Despite its status as a least developed country and remaining one of the poorer countries in Southeast Asia, Cambodia’s efforts to expand and upgrade its telecom infrastructure are bearing fruit. There was very little infrastructure remaining from before the tumultuous Khmer Rouge days. As a result, Cambodia bypassed rebuilding the fixed-line market and quickly launched into alternative technologies, jump-starting its telecommunications infrastructure with digital technology. Not surprisingly, mobile services have completely overwhelmed the market. By early 2009, there were nine mobile operators vigorously competing with each other in a market segment that was growing at an annual rate of more than 50%. There were 4.3 million mobile subscribers (penetration 29%) in the country by March 2009. The market was still in a very strong growth phase, as evidenced by the keenness shown by foreign operators seeking to be part of it.
Some limited fixed-line growth had earlier come about through investment under foreign assistance, but this has mainly benefited Phnom Penh and geographical coverage has not increased significantly since that effort in the 1990s.
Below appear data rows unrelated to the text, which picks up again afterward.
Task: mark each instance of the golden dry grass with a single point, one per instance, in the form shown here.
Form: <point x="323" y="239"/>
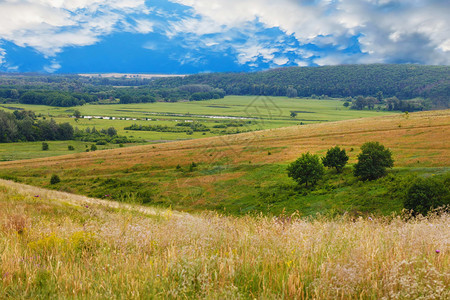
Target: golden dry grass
<point x="63" y="246"/>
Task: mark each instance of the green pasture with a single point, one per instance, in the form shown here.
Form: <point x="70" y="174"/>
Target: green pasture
<point x="257" y="112"/>
<point x="29" y="150"/>
<point x="263" y="112"/>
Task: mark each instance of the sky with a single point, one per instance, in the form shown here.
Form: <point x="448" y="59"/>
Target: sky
<point x="200" y="36"/>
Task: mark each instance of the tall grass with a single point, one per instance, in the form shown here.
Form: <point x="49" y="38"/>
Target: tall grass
<point x="53" y="245"/>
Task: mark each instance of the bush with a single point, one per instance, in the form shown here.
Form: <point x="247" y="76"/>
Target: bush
<point x="373" y="161"/>
<point x="55" y="179"/>
<point x="307" y="169"/>
<point x="425" y="194"/>
<point x="335" y="158"/>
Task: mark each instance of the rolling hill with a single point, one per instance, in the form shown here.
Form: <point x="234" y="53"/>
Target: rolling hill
<point x="246" y="173"/>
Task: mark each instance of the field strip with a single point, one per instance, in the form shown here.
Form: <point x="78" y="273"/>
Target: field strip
<point x="79" y="200"/>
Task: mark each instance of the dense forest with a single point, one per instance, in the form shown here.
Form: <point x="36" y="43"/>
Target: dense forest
<point x="429" y="86"/>
<point x="401" y="81"/>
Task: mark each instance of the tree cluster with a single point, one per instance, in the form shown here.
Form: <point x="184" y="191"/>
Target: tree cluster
<point x="22" y="126"/>
<point x="372" y="163"/>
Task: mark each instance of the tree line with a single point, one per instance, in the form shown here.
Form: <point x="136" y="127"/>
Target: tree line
<point x="23" y="126"/>
<point x="401" y="81"/>
<point x="431" y="83"/>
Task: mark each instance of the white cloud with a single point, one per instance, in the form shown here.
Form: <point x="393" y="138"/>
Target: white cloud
<point x="388" y="30"/>
<point x="281" y="60"/>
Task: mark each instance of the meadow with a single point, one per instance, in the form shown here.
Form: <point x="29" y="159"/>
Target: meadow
<point x="253" y="112"/>
<point x="246" y="173"/>
<point x="57" y="246"/>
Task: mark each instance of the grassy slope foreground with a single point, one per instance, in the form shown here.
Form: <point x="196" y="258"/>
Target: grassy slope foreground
<point x="56" y="245"/>
<point x="247" y="172"/>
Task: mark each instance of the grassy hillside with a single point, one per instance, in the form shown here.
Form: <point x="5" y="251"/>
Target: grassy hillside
<point x="56" y="245"/>
<point x="402" y="81"/>
<point x="246" y="173"/>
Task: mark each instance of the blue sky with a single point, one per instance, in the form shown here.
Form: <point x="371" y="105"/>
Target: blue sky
<point x="192" y="36"/>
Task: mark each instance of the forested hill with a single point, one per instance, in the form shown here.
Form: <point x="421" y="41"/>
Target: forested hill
<point x="402" y="81"/>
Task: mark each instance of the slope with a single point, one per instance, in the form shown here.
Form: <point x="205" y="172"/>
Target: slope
<point x="246" y="172"/>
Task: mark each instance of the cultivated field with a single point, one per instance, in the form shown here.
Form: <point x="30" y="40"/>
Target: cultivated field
<point x="256" y="113"/>
<point x="55" y="245"/>
<point x="246" y="173"/>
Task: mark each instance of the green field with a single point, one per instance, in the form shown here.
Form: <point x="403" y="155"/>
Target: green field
<point x="29" y="150"/>
<point x="256" y="113"/>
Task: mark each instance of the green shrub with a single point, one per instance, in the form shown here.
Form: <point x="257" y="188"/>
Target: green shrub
<point x="373" y="161"/>
<point x="307" y="169"/>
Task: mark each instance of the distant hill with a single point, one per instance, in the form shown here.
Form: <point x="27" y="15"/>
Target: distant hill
<point x="401" y="81"/>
The number of fixed-line services was relatively static at around 40,000 by 2008. In the absence of any real fixed-line growth, mobile telephone services continue to completely dominate the overall telecom market in Cambodia, with mobiles representing more than 99% of the total number of telephone services in the country. This disparity has been growing more significant each year.
The expansion of Internet services has also been overshadowed by the mobile phenomenon. In fact Internet take-up remains disturbingly low, one of the lowest penetrations in the region. Of course, the limited fixed line infrastructure has been a major inhibiting factor in the roll-out of both dial-up and ADSL Internet services. One encouraging feature has been the general availability of Internet access in provincial towns.
It is worthwhile noting that wireless technology has been especially advantageous for Cambodia in achieving rapid network rollout and replacement of a fixed network badly damaged by 20 years of war. In addition to the thriving mobile networks, Wireless Local Loop has been useful for rapid provision of a limited number of fixed-line services. However, while Cambodia has exemplified the fact that WLL offers a viable option for rapidly expanding telecom access in developing countries with low levels of fixed infrastructure, the potential of this technology has yet to be fully exploited in the country.